Ao falar da integração do “mulato” das classes intermediárias, categoria na qual se encaixaria se fosse uma das entrevistadas, Virgínia propõe a hipótese de que a discriminação seria baseada em cor, não em raça ou etnia. Em outras palavras: mesmo diante do esforço de elevar seu status educacional e profissional, “pretos” e “mulatos” encontrariam restrições no meio dos brancos, a menos que branqueassem na cor e na personalidade — obtendo, então, maior aceitação social.
Mundo branco
Não é difícil imaginar que Virgínia Leone Bicudo era desafiada diariamente. Em seu mundo praticamente inexistia a presença de pessoas negras.
Depois de viver cerca de cinco anos em Londres, foi muito requisitada para falar e transmitir a experiência que havia tido ao lado de importantes nomes da escola inglesa. Em 1961, assumiu a direção do Instituto de Psicanálise, onde se manteve por 14 anos.

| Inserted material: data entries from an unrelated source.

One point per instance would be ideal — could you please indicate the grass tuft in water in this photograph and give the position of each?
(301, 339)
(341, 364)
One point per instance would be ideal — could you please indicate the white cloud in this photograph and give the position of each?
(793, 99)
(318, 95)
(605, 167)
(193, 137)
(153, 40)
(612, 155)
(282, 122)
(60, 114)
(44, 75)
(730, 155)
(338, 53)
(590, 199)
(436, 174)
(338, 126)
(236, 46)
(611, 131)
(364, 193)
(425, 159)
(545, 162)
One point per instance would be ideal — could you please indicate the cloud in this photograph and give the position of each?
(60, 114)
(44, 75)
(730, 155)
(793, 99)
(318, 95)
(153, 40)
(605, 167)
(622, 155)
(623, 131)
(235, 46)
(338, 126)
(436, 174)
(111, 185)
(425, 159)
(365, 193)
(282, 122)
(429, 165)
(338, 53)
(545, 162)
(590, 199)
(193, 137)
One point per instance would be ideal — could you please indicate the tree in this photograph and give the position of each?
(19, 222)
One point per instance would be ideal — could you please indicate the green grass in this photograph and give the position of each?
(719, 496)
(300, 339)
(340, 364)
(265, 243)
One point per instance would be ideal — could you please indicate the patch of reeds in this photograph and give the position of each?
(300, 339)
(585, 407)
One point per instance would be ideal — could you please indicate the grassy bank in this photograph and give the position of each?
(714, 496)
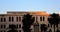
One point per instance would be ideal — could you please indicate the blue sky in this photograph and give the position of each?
(49, 6)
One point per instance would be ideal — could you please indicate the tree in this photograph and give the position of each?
(54, 20)
(43, 28)
(13, 28)
(27, 22)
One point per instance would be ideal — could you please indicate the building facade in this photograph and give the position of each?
(16, 19)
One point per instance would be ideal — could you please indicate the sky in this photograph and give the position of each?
(50, 6)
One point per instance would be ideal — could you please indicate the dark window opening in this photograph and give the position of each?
(19, 25)
(16, 18)
(40, 18)
(19, 18)
(9, 18)
(43, 18)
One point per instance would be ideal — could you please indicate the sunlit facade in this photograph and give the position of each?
(16, 19)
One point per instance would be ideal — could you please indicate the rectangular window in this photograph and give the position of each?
(12, 19)
(4, 19)
(9, 19)
(40, 18)
(1, 26)
(19, 30)
(19, 18)
(43, 18)
(19, 25)
(4, 26)
(1, 19)
(16, 18)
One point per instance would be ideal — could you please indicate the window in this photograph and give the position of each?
(16, 18)
(1, 19)
(4, 19)
(40, 18)
(19, 30)
(11, 19)
(43, 18)
(3, 26)
(2, 31)
(19, 18)
(19, 25)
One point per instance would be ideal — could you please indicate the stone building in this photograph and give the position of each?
(16, 19)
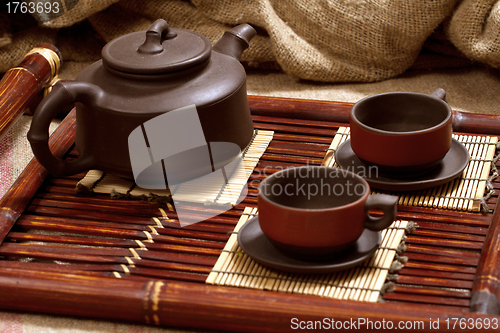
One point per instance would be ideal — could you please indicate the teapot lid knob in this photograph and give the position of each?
(158, 50)
(155, 35)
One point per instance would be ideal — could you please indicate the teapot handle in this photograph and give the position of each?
(62, 95)
(439, 93)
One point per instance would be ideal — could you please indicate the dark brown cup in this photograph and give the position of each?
(403, 134)
(314, 213)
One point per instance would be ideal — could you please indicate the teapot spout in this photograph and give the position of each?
(235, 41)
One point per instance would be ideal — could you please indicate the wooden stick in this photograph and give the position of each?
(23, 82)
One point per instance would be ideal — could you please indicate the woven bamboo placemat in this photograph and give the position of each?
(99, 182)
(467, 192)
(362, 283)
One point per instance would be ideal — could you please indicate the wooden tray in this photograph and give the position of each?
(451, 279)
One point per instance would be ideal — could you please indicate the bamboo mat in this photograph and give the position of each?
(362, 283)
(99, 182)
(467, 192)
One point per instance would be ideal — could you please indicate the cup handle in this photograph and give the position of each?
(439, 93)
(386, 203)
(62, 95)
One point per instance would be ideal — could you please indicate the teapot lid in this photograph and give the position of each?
(158, 50)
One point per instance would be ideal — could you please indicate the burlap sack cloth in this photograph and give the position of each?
(329, 41)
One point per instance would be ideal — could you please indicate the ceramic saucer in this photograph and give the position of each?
(253, 241)
(451, 167)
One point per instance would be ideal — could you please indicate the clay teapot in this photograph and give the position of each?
(142, 75)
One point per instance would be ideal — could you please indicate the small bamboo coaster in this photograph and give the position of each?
(362, 283)
(98, 182)
(465, 193)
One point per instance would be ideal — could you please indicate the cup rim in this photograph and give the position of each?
(380, 131)
(361, 198)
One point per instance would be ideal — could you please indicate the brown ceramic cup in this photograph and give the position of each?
(314, 213)
(403, 134)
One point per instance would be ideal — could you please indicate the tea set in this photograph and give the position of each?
(311, 219)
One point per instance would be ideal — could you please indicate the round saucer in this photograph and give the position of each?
(450, 167)
(253, 241)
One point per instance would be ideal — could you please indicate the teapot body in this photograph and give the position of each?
(114, 97)
(126, 102)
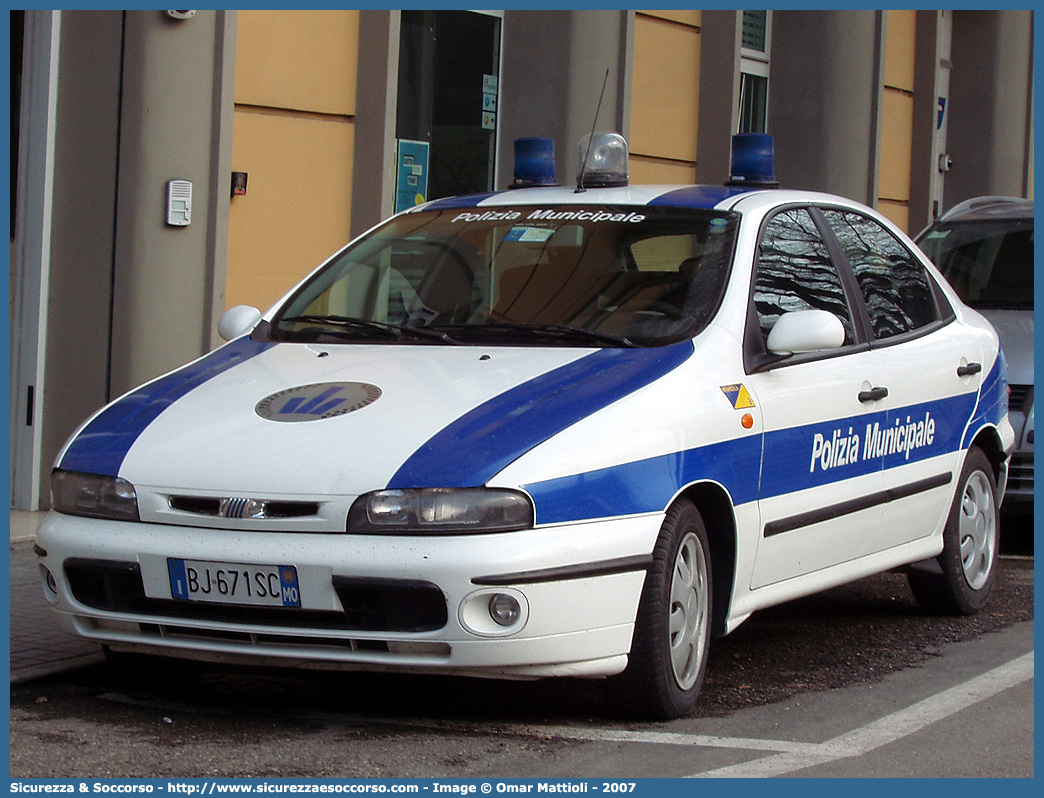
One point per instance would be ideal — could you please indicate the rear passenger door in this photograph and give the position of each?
(930, 367)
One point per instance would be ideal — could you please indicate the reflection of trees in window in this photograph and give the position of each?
(894, 284)
(795, 273)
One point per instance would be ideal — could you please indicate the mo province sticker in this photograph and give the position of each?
(322, 400)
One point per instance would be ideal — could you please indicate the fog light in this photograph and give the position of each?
(50, 584)
(504, 609)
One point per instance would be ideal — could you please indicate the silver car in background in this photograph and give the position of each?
(985, 249)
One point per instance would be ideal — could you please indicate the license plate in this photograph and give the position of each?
(234, 583)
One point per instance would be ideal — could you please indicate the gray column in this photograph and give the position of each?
(175, 115)
(553, 68)
(991, 104)
(720, 40)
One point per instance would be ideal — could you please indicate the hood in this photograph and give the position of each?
(1016, 331)
(312, 420)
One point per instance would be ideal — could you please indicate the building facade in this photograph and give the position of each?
(166, 165)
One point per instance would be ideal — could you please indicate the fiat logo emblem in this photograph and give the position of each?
(322, 400)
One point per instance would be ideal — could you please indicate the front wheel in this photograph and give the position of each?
(962, 576)
(668, 653)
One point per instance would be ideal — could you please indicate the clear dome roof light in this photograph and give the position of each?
(753, 162)
(603, 161)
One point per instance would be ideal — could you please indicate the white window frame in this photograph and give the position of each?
(756, 63)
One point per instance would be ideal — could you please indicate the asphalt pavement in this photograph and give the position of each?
(38, 648)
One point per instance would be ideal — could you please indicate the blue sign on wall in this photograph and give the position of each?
(411, 181)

Na década de 1970, ficou na ponte São Paulo-Brasília, fundou o Grupo Psicanalítico e o Instituto de Psicanálise, que a colocaram em contato com a vida social da capital federal, oferecendo reuniões para personalidades do meio político e diplomático.

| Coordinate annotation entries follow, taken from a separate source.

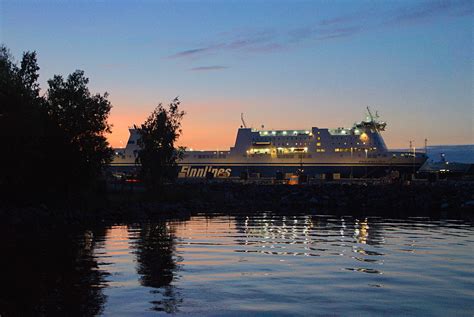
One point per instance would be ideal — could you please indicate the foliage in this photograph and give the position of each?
(54, 143)
(22, 122)
(81, 119)
(158, 134)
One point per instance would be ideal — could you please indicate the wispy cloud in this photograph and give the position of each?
(208, 68)
(269, 40)
(430, 10)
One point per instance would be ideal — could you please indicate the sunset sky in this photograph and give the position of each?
(285, 64)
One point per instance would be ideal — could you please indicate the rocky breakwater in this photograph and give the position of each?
(416, 198)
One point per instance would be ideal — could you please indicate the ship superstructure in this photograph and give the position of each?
(359, 151)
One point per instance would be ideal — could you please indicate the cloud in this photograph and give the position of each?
(269, 40)
(208, 68)
(430, 10)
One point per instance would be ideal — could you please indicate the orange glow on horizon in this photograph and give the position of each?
(213, 125)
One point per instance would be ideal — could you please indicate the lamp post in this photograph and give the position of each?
(366, 150)
(352, 163)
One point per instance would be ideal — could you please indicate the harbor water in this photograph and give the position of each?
(261, 264)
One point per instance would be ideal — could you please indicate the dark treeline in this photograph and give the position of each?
(53, 144)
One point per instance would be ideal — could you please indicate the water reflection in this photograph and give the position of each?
(157, 267)
(50, 272)
(255, 264)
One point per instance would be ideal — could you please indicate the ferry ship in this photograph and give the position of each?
(359, 151)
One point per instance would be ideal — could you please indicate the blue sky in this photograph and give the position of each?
(285, 64)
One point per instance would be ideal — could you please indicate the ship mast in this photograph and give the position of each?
(243, 121)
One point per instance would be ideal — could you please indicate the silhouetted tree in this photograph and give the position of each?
(53, 144)
(158, 134)
(82, 121)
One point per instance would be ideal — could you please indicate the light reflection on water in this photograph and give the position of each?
(273, 264)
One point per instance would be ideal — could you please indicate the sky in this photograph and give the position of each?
(284, 64)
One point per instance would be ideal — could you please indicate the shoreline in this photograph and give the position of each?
(441, 199)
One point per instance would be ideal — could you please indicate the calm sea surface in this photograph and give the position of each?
(263, 264)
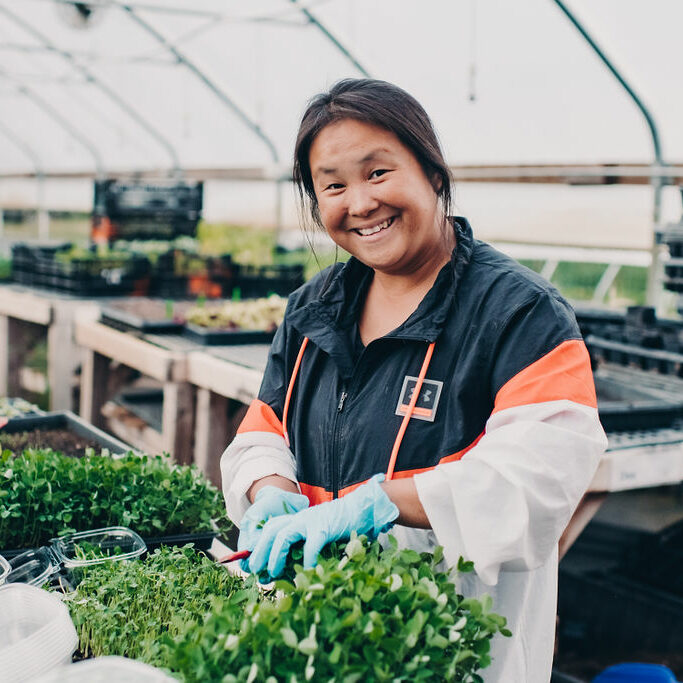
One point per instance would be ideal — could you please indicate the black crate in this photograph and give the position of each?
(673, 238)
(218, 337)
(200, 540)
(131, 209)
(125, 321)
(259, 281)
(96, 276)
(65, 419)
(604, 611)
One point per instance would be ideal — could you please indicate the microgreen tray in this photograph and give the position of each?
(214, 337)
(127, 320)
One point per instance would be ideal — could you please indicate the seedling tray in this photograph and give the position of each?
(629, 400)
(128, 320)
(617, 613)
(666, 362)
(200, 540)
(213, 337)
(67, 420)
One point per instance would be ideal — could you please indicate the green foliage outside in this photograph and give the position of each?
(577, 281)
(363, 614)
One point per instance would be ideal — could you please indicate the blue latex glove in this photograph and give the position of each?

De sua existência fazia parte ser negra, onde quer que estivesse. Daí, sempre referir-se a si mesma, como uma grande experiência na esfera da dor. Assim, de tanto ser invisibilizada, tornou-se invisível! Ela mesmo se perdeu na cor… ou sem cor…
“Sumiu e se fez sumir”
Ana Paula Musatti, em seu artigo, destaca que a questão da cor aparece declaradamente no início profissional e também no fim da vida de Virgínia Bicudo.

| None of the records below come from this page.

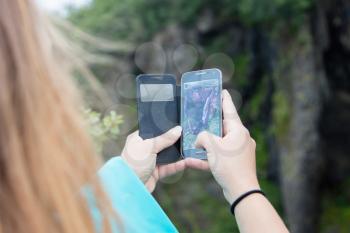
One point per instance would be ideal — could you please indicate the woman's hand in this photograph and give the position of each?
(231, 158)
(141, 154)
(162, 171)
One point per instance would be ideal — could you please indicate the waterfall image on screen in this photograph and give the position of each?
(201, 110)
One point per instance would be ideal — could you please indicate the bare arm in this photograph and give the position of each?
(232, 162)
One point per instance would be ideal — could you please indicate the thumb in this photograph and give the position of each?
(167, 139)
(206, 140)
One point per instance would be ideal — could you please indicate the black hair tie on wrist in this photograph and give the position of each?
(244, 195)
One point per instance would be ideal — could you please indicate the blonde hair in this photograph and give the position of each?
(46, 156)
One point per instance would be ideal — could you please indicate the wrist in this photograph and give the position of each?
(238, 188)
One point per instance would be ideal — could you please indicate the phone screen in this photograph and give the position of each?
(201, 111)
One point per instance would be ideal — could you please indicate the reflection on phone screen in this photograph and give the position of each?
(201, 109)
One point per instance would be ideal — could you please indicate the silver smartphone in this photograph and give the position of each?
(201, 108)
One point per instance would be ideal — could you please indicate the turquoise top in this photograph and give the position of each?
(138, 210)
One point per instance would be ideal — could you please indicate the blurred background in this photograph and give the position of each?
(285, 62)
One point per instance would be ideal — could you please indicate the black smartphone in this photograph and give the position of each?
(157, 107)
(201, 108)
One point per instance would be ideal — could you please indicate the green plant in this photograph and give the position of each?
(102, 128)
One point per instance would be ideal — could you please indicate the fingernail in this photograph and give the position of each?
(177, 129)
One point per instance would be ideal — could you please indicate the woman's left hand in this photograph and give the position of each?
(141, 156)
(163, 171)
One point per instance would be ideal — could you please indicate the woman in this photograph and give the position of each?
(48, 163)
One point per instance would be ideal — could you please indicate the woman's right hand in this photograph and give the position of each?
(232, 157)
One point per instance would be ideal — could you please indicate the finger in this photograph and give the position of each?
(206, 140)
(197, 164)
(229, 110)
(171, 169)
(165, 140)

Mas é a a pesquisadora Janaina Damaceno Gomes, com uma tese de doutorado na USP, dedicada à sua obra – Os segredos de Virgínia: Estudos de Atitudes Raciais em São Paulo – quem define como a cor marca a vida da nossa primeira psicanalista, ao escrever que Virgínia “sumiu e se fez sumir”:
“Virgínia enriqueceu com a psicanálise, tornou-se célebre e requisitada entre ministros e senadores, mas isso teve um preço: tal como suas personagens, ela precisou se afastar de seu grupo para completar seu processo de ascensão. Mas nesse processo ela não embranqueceu, ela apenas perdeu a cor. Foram seus relatos já idosa, de alguém que precisa marcar a pertença e relembrar sua origem, que foram fazendo sua cor mais viva.”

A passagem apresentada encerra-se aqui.